Born to fight, born to run and born to suffer

November 7, 2011 | By | Filed Under Letters 

Dear Editor,
In Guyana, we easily become naturalists since we constantly observe and learn about nature from our tropical surroundings.
We know that when an animal is faced with a fearful situation in which its own  survival (or that of its young) is threatened, it makes some serious choices: invoke the fight or flight responses, hide or camouflage, stay and hope the danger will past, or give up to its inevitable fate.
Some animals hide their young and then come out to distract the threatening predators and in the process sacrifice their own lives. This drama of life, survival and death is being played out over and over again, all around us – in the air, water and land.
But this drama occurs not only in the lives of the wild animals, but also in the lives of Guyanese from the very beginnings of human occupation here. Their lives parallel ours.
The Amerindian nations, who originally dwelt on the Coast, were subjected to the invasion of others. They fought, fled, hid or were taken prisoners – being relieved of their possessions, families and freedom. Many died in captivity and those fortunate enough to escape, ran into the forest into more inaccessible places. The need for freedom rather than captivity is a universal human condition.
The early Europeans, who came here, likewise, hunted the Amerindians to serve on their own lands as slave labourers. The same responses were made with the same life-destroying results.
The several nationalities of Africans, who were later brought here to do the de-humanizing plantation work etc., flew into the bushes, when the opportunities arose. How many suffered and died in their quest for release from bondage is unknown. Our oldest villagers told stories of survivors living deeper and further inland in the bushes. Again we were people on the run in search of that elusive dream of a place to simply survive with our loved ones.
The East Indians who came here suffered and endured the harsh conditions of their unfavorable labour contracts. Some found release in suicides and some went back, but most stayed. Now more people run, by legal or illegal means, to escape their prolonged oppressions.
Each set of human beings endured their overlord impositions. Survival in each case being made with the hope that they would live to see their children’s burdens lifted and they would die peacefully with their loved ones in attendance in a land they loved. Such dreams have been articulated by our poets and writers and by many elders.
One of the greatest tragedies which befell this land is the dictatorial impositions of the Mr. L.F.S. Burnham’s regime.

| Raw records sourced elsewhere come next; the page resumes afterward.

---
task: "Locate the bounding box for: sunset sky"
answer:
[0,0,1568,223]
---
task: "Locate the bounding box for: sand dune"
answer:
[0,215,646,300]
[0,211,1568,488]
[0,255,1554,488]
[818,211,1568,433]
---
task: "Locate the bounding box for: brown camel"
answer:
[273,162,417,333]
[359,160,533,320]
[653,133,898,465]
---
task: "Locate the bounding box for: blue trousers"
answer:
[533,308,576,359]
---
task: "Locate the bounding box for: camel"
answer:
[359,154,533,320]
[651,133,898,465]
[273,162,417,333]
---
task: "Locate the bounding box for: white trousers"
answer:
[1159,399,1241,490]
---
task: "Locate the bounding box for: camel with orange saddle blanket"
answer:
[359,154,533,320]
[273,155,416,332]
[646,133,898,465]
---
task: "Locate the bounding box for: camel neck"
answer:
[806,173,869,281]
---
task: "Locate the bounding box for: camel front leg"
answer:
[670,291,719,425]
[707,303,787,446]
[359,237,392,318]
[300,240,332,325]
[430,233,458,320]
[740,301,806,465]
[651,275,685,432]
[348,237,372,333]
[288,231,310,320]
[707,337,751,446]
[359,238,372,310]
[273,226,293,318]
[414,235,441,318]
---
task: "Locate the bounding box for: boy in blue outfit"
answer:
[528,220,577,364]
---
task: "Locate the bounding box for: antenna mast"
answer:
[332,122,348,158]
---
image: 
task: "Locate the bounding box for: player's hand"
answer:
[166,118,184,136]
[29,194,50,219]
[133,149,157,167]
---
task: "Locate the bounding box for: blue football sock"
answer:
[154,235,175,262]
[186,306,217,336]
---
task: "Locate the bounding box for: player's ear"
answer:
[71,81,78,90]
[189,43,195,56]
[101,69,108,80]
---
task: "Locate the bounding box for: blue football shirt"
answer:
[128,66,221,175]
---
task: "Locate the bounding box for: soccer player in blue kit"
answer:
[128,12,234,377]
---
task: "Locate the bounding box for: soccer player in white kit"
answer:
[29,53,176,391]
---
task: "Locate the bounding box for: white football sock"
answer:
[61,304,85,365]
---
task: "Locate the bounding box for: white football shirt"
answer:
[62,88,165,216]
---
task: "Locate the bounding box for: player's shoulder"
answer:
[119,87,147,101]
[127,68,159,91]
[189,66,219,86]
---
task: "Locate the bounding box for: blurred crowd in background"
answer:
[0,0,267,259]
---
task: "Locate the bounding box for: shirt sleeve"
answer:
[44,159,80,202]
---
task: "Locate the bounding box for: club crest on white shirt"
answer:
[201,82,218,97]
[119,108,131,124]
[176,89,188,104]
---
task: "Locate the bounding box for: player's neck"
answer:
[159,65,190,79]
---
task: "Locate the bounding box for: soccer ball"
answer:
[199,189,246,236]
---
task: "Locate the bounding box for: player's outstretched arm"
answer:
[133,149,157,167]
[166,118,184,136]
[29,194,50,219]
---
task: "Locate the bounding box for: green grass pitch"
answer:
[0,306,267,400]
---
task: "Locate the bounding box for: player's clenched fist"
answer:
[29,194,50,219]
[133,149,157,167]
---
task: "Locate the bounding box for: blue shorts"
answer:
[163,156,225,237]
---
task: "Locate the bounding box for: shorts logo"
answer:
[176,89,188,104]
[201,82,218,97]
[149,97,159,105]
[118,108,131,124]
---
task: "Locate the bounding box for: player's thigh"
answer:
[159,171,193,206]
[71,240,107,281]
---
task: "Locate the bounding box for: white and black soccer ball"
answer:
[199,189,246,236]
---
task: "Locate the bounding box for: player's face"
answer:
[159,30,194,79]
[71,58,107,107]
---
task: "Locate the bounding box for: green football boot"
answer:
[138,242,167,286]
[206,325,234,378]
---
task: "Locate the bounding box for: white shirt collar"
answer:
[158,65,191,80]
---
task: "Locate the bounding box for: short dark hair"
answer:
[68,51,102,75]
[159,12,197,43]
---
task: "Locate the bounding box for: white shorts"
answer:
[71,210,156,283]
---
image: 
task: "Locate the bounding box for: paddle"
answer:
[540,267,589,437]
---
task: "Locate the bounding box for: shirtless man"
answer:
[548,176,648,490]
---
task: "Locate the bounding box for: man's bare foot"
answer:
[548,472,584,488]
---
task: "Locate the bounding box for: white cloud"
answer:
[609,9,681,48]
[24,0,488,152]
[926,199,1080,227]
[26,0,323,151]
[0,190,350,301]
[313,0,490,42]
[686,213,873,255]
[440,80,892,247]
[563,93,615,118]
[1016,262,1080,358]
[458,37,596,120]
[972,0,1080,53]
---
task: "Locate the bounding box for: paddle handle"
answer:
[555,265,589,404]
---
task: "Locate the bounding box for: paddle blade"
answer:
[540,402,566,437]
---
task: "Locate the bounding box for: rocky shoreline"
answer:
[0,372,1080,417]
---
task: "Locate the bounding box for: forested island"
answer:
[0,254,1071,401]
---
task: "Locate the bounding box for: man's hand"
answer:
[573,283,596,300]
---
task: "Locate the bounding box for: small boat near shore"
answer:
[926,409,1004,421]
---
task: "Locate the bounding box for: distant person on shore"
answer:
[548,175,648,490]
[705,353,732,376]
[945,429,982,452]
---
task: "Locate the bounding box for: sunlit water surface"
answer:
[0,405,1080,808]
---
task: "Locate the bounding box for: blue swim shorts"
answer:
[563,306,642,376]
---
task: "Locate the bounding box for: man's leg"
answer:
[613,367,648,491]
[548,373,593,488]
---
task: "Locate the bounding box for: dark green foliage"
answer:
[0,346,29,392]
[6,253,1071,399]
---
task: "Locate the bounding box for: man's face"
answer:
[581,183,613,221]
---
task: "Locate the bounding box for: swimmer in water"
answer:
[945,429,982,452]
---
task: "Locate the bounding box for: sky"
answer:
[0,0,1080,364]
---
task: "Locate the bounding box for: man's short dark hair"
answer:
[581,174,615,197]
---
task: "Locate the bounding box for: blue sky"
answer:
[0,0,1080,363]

The sadness of this event was the willingness of others to do the whipping and dehumanizing deeds of that late ‘Supreme Leader’. The responses of the local population were similar to those seen previously by both animals as well as humans. Some people fought back and lost their lives (e.g., Dr. W. Rodney and Fr. Darke), most fled, children were sent to safe havens in foreign lands. Those who were forced to stay endured the harshness likewise dreaming of a better tomorrow.
Now a new Dictator with his own enforcers (some from the older regime) has emerged. President Jagdeo was the gift of the PPP to us, and this party and its officials are therefore responsible for his excesses beyond that of the above-mentioned tyrant. The people’s responses to poverty, homelessness, lack of jobs, lack educational opportunities, crime, drugs and perversions are the same. Some are fighting back, many fled or are fleeing, and some as before, forced to endure the harshness, hopelessness and brutalities of the realities in the struggles for daily survival.  We still dream of a better tomorrow for ourselves and our children.
There is one thing that I was fortunate to see twice in Guyana, this is, ‘blue sackies’ and a ‘kis-ka-dees’ both jointly and ferociously chasing a ‘chicken hawk.’ There is no fury like the fury of a mother and no incensed rage like that of a father fighting and protecting its young. Our local birds have figured it out that though the top predator is powerful and control the odds of life and death, the cooperative counter-attacks can stave off further loss of the young and defenseless.
Now the top human predators nest in their enclaves of ‘Pradoville 1 and 2’ from where they prey on the defenseless population at will. The top human predator is more powerful than its avian counterpart in that it also behaves as a camoudie squeezing its victims to suffocation, and like a caiman never letting go. There is no escape. From his lofty nest surveying his territory, this top predator is truly the “Champion of the Earth.”  (Earth here is Guyana.)
We have a choice to rise beyond our own immediate fears and jointly expel those who have desecrated our land, our children, our future, our institutions, our culture and our pride. We have to stand and fight and stop the insanity of the current ruling cabal. The dreams of many live in us, we can and must end our centuries of misfortune now. For once, let us have the courage to take a stand against injustices, we have other choices available.